Zehn Jahre hat Ramelow auf den Einzug in die Staatskanzlei hingearbeitet, in den Koalitionsverhandlungen kam er SPD und Grünen weit entgegen. „Er ist ja gar kein typischer Linker“, meint beruhigend SPD-Landeschef Andreas Bausewein. Und doch erlebt Ramelow im Landtag erst noch einen kleinen „Wahlkrimi“, wie er selbst sagt: Im ersten Wahlgang fehlt ihm eine Stimme, erst im zweiten Durchgang erhält er dann 46 von 90 gültigen Stimmen - genauso viele Abgeordnete hat die Koalition.
Offenbar hat sich in der Opposition ein Abgeordneter enthalten, ein weiterer gibt zweimal einen ungültigen Wahlzettel ab. Ein AfD-Abgeordneter bekennt sich dazu. Die CDU hatte keinen Gegenkandidaten benannt, weil sie fürchtete, sonst eine Debatte um die Zusammenarbeit mit der neuen AfD-Fraktion loszutreten.

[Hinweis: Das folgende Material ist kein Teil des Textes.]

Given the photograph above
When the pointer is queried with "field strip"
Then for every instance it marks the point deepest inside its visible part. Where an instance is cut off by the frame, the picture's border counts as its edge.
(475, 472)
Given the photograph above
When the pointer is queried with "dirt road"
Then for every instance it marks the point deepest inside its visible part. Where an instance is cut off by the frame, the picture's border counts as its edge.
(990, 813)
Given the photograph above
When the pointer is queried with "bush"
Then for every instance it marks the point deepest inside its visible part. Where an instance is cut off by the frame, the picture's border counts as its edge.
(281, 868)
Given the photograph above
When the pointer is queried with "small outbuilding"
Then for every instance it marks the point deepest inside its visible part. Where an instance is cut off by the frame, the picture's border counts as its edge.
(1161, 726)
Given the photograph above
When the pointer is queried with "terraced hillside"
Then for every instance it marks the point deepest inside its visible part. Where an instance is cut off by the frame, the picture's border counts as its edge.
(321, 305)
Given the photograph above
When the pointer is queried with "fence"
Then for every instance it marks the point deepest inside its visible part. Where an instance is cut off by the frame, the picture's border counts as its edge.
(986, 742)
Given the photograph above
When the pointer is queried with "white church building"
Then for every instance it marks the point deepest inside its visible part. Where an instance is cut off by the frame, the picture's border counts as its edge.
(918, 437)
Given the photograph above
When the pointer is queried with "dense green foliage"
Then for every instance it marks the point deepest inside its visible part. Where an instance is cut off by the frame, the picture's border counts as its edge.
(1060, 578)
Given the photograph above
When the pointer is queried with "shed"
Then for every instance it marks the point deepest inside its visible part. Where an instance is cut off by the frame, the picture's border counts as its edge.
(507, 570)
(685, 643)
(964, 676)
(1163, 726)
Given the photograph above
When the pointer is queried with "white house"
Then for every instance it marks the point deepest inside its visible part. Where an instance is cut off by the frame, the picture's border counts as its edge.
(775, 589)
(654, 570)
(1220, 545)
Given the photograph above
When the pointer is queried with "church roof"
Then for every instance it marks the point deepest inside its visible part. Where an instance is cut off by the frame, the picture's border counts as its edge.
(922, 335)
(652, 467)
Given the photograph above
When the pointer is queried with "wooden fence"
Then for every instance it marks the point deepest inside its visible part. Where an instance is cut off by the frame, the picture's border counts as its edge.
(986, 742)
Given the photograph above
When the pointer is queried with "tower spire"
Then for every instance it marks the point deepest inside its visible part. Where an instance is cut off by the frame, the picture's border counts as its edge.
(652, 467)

Die CDU sagt eine kurze Haltbarkeit voraus
Die Stimmung bleibt angespannt, auch wenn Ramelow zu Fairness und Respekt aufruft. CDU-Fraktionschef Mike Mohring sagt voraus, die Koalition werde nicht die gesamte Wahlperiode halten, bislang seien alle Dreier-Bündnisse in Landtagen rasch wieder geplatzt.

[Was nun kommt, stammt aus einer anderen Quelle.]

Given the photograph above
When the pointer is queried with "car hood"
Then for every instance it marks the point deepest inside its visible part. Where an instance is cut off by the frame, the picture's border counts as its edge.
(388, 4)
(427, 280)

Doch Ramelow und seine Koalitionspartner stürzen sich gleich in die Arbeit. Kaum sind die Ernennungsurkunden für die Minister überreicht - vier stellen die Linken, drei die SPD, zwei die Grünen - beginnt schon die erste Kabinettssitzung. Die Zeit drängt, der Landeshaushalt für 2015 steht noch aus.

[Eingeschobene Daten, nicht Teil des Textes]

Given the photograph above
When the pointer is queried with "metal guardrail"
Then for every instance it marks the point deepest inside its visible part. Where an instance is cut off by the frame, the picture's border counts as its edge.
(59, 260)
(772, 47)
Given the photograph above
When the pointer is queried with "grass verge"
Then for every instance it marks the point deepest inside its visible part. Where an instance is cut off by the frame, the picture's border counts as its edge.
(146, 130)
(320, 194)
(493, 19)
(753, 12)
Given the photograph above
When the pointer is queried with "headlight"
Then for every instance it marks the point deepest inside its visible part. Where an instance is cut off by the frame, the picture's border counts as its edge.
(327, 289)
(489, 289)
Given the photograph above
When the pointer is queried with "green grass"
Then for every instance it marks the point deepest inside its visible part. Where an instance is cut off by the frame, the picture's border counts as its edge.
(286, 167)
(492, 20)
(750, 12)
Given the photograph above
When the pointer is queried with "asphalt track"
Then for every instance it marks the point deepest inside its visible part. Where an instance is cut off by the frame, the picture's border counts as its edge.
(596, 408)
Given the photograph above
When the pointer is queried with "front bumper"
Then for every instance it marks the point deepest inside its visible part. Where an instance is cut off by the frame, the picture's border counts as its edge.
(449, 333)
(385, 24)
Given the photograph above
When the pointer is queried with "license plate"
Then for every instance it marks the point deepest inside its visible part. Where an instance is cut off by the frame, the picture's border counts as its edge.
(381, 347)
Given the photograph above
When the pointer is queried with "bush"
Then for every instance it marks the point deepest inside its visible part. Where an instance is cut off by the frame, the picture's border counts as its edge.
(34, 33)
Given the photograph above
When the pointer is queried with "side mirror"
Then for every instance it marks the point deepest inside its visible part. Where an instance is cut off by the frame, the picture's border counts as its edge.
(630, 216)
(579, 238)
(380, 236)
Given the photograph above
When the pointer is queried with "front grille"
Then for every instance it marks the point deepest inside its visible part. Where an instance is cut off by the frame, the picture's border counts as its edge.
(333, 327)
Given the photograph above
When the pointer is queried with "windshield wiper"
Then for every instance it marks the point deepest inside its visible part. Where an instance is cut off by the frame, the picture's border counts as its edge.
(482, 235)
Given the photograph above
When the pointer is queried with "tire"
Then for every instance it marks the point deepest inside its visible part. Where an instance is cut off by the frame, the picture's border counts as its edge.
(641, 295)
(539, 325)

Geht es auch um die Bundesebene?
Die Regierung weiß, wie streng das Thüringer Experiment bundesweit beobachtet wird. Führende Unions-Politiker sind misstrauisch, ob SPD, Linke und Grüne nicht doch heimlich an einer solchen Koalition auch auf Bundesebene arbeiten - die Hürden, die die SPD jetzt benennt, sind keineswegs unverrückbar.
Doch wegen der derzeitigen außenpolitischen Differenzen hofft die SPD-Spitze alle Spekulationen um ein solches Bündnis auf Bundesebene zerstreuen zu können. Das aber will die Union der SPD nicht durchgehen lassen, offen stellt sie jetzt die Glaubwürdigkeit von Vizekanzler Gabriel in Frage. Auch die Linke spielt nicht mit, sie drängt die SPD zur Zusammenarbeit im Bund: „Es müssen Gespräche beginnen“, meinte Gysi. Für die Linke scheint plötzliches vieles möglich: Wer hätte sich 1990 vorstellen können, überlegt der Linken-Fraktionschef, dass jetzt ein Linker ein Bundesland regiert?